Sala de espera

Tenía cita a las diez y media y eran más de las once.

—Por eso nos llaman pacientes —pensó mientras un ratón le roía los pilares de la cordura.

No pudo reprimir una sonrisa irónica. Había cinco personas en la sala de espera que charlaban. Él se mantenía en silencio, odiaba aquellas conversaciones vanas y estúpidas. Intentó concentrarse en el libro que tenía en las manos. Consiguió leer un par de páginas, pero pronto su cabeza voló por un cielo lleno de incertidumbre. Se abrió la puerta de la consulta y salió el paciente que estaba en su interior. Luego apareció la enfermera y leyó un nombre de la lista que portaba. Alguien se levantó y la siguió. Cerró el libro definitivamente. Los minutos goteaban lentos. Casi no había dormido las últimas noches y el cansancio se le incrustaba, como un terrible replicar de campanas, en las sienes. Alguien más llegó, era una mujer joven. Se sentó en la primera silla vacía, sacó una revista de un bolso grande y se puso a leer.

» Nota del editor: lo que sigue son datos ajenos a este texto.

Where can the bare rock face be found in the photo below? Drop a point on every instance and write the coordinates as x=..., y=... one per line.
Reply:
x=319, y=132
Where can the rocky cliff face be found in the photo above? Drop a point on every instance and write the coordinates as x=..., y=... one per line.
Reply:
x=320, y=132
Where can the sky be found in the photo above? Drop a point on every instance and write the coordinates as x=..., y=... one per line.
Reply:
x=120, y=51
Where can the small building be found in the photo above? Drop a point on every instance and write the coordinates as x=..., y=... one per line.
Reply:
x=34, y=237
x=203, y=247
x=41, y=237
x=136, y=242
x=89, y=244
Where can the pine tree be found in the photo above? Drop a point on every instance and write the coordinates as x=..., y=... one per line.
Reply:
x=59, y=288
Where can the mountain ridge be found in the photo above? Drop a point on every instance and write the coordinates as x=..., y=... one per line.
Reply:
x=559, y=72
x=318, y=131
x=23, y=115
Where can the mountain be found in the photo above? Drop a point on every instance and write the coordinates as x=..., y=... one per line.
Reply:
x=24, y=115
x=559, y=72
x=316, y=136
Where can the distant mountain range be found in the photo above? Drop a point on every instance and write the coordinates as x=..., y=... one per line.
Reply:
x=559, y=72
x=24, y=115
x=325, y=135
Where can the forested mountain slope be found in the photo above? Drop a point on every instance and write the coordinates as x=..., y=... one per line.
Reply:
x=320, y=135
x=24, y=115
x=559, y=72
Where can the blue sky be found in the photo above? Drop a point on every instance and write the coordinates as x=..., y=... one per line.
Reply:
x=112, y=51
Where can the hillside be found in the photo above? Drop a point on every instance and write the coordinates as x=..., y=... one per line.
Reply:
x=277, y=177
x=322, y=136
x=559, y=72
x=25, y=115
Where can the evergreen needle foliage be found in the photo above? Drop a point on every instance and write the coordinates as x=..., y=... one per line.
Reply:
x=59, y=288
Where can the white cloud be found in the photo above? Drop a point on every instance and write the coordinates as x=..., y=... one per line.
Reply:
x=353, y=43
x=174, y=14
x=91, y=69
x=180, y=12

—Si no me llaman pronto me voy a volver loco —acompañó el pensamiento con un suspiro profundo. Su gesto provocó la mirada desconcertada del anciano de la silla de al lado.

La puerta volvió a abrirse. Salió el paciente y tras él, la enfermera. Esta vez pronunció su nombre, recreándose en cada sílaba. Su vida se acababa de convertir en una bifurcación y él no podía elegir el camino.